L'étau se resserre. Deux des principales banques mondiales spécialisées dans la gestion de fortune, la britannique Hongkong and Shanghai Bank Corporation (HSBC) et l'Union des banques suisses (UBS), sont en passe de comparaître devant la justice française «pour démarchage illicite et blanchiment de fraude fiscale». Il faut remonter à 2003 pour retrouver un établissement financier ayant pignon sur rue au prétoire. Il s'agissait alors du Crédit lyonnais (devenu depuis LCL) poursuivi pour la présentation tronquée de ses comptes et 15 milliards d'euros perdus dans des investissements hasardeux. En 1993, la banque alors publique avait frôlé la faillite.

UBS va être la première à devoir s’expliquer dans une audience publique.
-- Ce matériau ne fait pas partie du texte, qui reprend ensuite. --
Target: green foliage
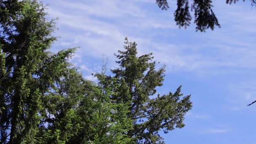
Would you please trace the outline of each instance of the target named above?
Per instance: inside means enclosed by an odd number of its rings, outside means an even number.
[[[192,107],[190,96],[182,96],[181,86],[174,93],[156,96],[156,87],[163,85],[165,66],[156,69],[152,53],[137,57],[136,43],[125,38],[125,51],[115,55],[120,67],[112,70],[116,80],[112,83],[119,86],[112,87],[116,93],[111,98],[130,104],[127,116],[133,125],[128,136],[137,143],[163,143],[160,131],[167,133],[185,125],[184,115]]]
[[[0,143],[163,143],[160,131],[184,126],[190,96],[155,96],[165,69],[152,53],[137,57],[126,38],[114,76],[104,64],[86,80],[67,61],[75,48],[46,51],[56,28],[41,3],[0,2]]]

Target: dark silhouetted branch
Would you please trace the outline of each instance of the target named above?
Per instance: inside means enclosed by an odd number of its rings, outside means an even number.
[[[248,104],[247,106],[250,106],[250,105],[252,105],[252,104],[253,104],[253,103],[255,103],[255,102],[256,102],[256,101],[253,101],[253,102],[252,102],[252,103],[251,103],[251,104]]]

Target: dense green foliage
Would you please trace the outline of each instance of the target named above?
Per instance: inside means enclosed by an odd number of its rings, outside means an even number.
[[[87,80],[67,61],[75,48],[47,51],[56,27],[42,3],[0,2],[0,143],[162,143],[160,131],[184,126],[190,96],[157,94],[165,70],[152,53],[126,38],[119,68]]]
[[[250,0],[252,6],[256,4],[256,0]],[[226,3],[230,4],[236,3],[238,0],[226,0]],[[245,1],[245,0],[243,0]],[[192,3],[189,4],[189,1]],[[215,26],[220,27],[218,19],[215,16],[212,8],[212,0],[177,0],[177,9],[174,13],[174,20],[179,27],[185,28],[191,23],[192,16],[189,12],[194,11],[195,21],[197,27],[196,31],[205,32],[209,28],[213,30]],[[168,0],[156,0],[156,3],[162,10],[167,10],[169,8]],[[189,6],[191,5],[191,7]]]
Les juges d’instruction du pôle financier du tribunal de grande instance de Paris Guillaume Daïeff et Serge Tournaire ont rendu leur copie au mois de mars. Il ne reste plus qu’à trouver une date pour un procès qui devrait durer cinq à six semaines. HSBC doit en revanche encore ronger son frein. Le Parquet national financier (PNF) a demandé le renvoi de la banque devant le tribunal correctionnel. Ne manque plus que l’imprimatur des magistrats instructeurs, ce qui semble n’être qu’une simple question de semaines. Les deux procès ne mettront pas un terme à l’évasion fiscale, mais ils pourraient bien faire jurisprudence. Revue des sujets sur la table.

La Fraude à l’impôt dans le collimateur

Les deux banques sont poursuivies pour avoir fourni à leurs clients les moyens de dissimuler des sommes d'argent et donc d'échapper au paiement de l'impôt en France. Les établissements incriminés préconisent pourtant, dans leurs manuels internes à destination des commerciaux chargés de draguer les fortunes baladeuses, de «s'abstenir de l'assistance active à la fuite des capitaux»et de «ne prêter aucune assistance à la soustraction fiscale».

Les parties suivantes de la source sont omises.